But one effort from the US Department of Defense does seem to be effective: xView2. Though it’s still in its early phases of deployment, this visual computing project has already helped with disaster logistics and on the ground rescue missions in Turkey.

An open-source project that was sponsored and developed by the Pentagon’s Defense Innovation Unit and Carnegie Mellon University’s Software Engineering Institute in 2019, xView2 has collaborated with many research partners, including Microsoft and the University of California, Berkeley. It uses machine-learning algorithms in conjunction with satellite imagery from other providers to identify building and infrastructure damage in the disaster area and categorize its severity much faster than is possible with current methods.

Ritwik Gupta, the principal AI scientist at the Defense Innovation Unit and a researcher at Berkeley, tells me this means the program can directly help first responders and recovery experts on the ground quickly get an assessment that can aid in finding survivors and help coordinate reconstruction efforts over time.

In this process, Gupta often works with big international organizations like the US National Guard, the United Nations, and the World Bank. Over the past five years, xView2 has been deployed by the California National Guard and the Australian Geospatial-Intelligence Organisation in response to wildfires, and more recently during recovery efforts after flooding in Nepal, where it helped identify damage created by subsequent landslides.

In Turkey, Gupta says xView2 has been used by at least two different ground teams of search and rescue personnel from the UN’s International Search and Rescue Advisory Group in Adiyaman, Turkey, which has been devastated by the earthquake and where residents have been frustrated by the delayed arrival of search and rescue. xView2 has also been utilized elsewhere in the disaster zone, and was able to successfully help workers on the ground be “able to find areas that were damaged that they were unaware of,” he says, noting Turkey’s Disaster and Emergency Management Presidency, the World Bank, the International Federation of the Red Cross, and the United Nations World Food Programme have all used the platform in response to the earthquake.
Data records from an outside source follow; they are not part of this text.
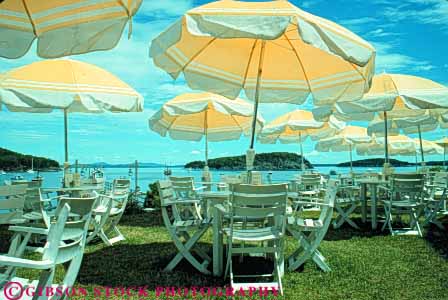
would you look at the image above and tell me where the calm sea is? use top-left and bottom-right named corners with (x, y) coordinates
top-left (0, 166), bottom-right (420, 191)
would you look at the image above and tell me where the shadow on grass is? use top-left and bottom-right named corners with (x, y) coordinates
top-left (120, 210), bottom-right (163, 227)
top-left (77, 242), bottom-right (226, 288)
top-left (0, 225), bottom-right (12, 253)
top-left (324, 217), bottom-right (389, 241)
top-left (424, 218), bottom-right (448, 260)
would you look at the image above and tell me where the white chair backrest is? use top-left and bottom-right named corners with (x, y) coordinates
top-left (300, 173), bottom-right (321, 191)
top-left (230, 184), bottom-right (288, 229)
top-left (0, 184), bottom-right (27, 224)
top-left (56, 192), bottom-right (98, 247)
top-left (113, 179), bottom-right (131, 195)
top-left (251, 171), bottom-right (263, 185)
top-left (390, 173), bottom-right (425, 202)
top-left (12, 180), bottom-right (41, 212)
top-left (169, 176), bottom-right (196, 199)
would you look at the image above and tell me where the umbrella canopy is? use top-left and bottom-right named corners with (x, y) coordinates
top-left (367, 113), bottom-right (445, 164)
top-left (357, 135), bottom-right (439, 155)
top-left (315, 126), bottom-right (371, 171)
top-left (0, 0), bottom-right (142, 59)
top-left (0, 59), bottom-right (143, 179)
top-left (313, 73), bottom-right (448, 165)
top-left (150, 0), bottom-right (376, 169)
top-left (149, 92), bottom-right (264, 167)
top-left (258, 110), bottom-right (345, 169)
top-left (357, 135), bottom-right (442, 170)
top-left (435, 137), bottom-right (448, 167)
top-left (315, 74), bottom-right (448, 119)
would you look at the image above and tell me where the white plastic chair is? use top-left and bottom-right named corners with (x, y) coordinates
top-left (0, 184), bottom-right (27, 225)
top-left (287, 180), bottom-right (337, 272)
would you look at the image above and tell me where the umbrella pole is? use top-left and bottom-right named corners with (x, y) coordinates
top-left (247, 40), bottom-right (266, 175)
top-left (204, 110), bottom-right (209, 167)
top-left (383, 111), bottom-right (389, 164)
top-left (349, 144), bottom-right (353, 173)
top-left (63, 109), bottom-right (69, 187)
top-left (64, 109), bottom-right (69, 163)
top-left (299, 132), bottom-right (305, 170)
top-left (444, 145), bottom-right (446, 169)
top-left (418, 125), bottom-right (425, 166)
top-left (415, 151), bottom-right (418, 171)
top-left (249, 40), bottom-right (266, 150)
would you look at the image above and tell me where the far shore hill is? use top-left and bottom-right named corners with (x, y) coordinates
top-left (1, 148), bottom-right (446, 172)
top-left (184, 152), bottom-right (446, 171)
top-left (0, 148), bottom-right (60, 172)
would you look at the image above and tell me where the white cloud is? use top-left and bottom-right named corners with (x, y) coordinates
top-left (383, 0), bottom-right (448, 31)
top-left (367, 28), bottom-right (400, 38)
top-left (339, 17), bottom-right (378, 26)
top-left (372, 41), bottom-right (435, 73)
top-left (191, 150), bottom-right (201, 155)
“If we can save one life, that’s a good use of the technology,” Gupta tells me.

How AI can help

The algorithms employ a technique similar to object recognition, called “semantic segmentation,” which evaluates each individual pixel of an image and its relationship to adjacent pixels to draw conclusions.

Below, you can see snapshots of how this looks on the platform, with satellite images of the damage on the left and the model’s assessment on the right—the darker the red, the worse the wreckage. Atishay Abbhi, a disaster risk management specialist at the World Bank, tells me that this same degree of assessment would typically take weeks and now takes hours or minutes.
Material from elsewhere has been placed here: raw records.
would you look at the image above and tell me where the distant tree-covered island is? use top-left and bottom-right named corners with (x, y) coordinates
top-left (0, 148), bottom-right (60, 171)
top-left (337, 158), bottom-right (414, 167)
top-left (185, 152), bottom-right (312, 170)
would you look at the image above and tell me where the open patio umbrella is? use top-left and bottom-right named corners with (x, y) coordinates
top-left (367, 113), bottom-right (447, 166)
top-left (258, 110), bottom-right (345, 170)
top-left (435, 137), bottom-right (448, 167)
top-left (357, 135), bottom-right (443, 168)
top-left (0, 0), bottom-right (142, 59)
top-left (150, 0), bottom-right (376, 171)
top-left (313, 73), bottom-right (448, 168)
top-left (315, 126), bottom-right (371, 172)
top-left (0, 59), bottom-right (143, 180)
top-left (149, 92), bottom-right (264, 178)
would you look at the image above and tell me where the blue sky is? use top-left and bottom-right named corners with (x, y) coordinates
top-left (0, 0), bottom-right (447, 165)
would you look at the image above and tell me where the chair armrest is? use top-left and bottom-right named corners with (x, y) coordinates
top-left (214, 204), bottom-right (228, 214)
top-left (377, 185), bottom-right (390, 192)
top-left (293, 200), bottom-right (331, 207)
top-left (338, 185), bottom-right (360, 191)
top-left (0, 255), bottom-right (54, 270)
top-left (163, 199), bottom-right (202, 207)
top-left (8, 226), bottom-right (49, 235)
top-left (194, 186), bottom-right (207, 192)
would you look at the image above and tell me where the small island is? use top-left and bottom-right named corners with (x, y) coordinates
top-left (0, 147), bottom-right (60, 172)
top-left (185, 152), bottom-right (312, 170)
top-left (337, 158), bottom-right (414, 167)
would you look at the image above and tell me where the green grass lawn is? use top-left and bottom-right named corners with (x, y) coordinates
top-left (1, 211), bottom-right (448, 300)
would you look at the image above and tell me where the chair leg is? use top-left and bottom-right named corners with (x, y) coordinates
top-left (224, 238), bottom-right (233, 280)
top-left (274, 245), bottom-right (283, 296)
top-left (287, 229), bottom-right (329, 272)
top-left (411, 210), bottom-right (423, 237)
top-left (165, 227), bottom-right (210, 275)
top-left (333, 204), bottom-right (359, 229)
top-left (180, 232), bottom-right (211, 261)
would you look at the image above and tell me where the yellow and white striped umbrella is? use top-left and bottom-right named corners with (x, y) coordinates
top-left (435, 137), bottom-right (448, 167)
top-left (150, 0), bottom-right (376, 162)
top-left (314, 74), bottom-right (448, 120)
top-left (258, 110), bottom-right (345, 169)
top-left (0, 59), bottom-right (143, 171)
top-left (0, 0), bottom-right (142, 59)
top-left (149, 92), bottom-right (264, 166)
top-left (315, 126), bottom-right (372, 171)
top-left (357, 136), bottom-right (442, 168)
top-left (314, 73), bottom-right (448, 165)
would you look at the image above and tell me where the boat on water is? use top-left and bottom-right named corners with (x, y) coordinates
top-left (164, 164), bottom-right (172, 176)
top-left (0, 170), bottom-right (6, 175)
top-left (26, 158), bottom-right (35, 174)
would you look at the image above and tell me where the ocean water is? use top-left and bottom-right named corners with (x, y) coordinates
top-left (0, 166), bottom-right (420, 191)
Marash, Turkey: Satellite imagery (left) from earth imaging company Planet Labs PBC and the output from xView2 (right) attributed to UC Berkeley, the Defense Innovation Unit, and Microsoft.

This is an improvement over more traditional disaster assessment systems, in which rescue and emergency responders rely on eyewitness reports and calls to identify where help is needed quickly. In some more recent cases, fixed-wing aircrafts like drones have flown over disaster areas with cameras and sensors to provide data reviewed by humans, but this can stilltake days, if not longer. The typical response is further slowed by the fact that different responding organizations often have their own siloed data catalogues, making it challenging to create a standardized, shared picture of which areas need help. xView2 can create a shared map of the affected area in minutes, which helps organizations coordinate and prioritize responses—saving time and lives.

The hurdles

This technology, of course, is far from a cure-all for disaster response. There are several big challenges to xView2 that currently consume much of Gupta’s research attention.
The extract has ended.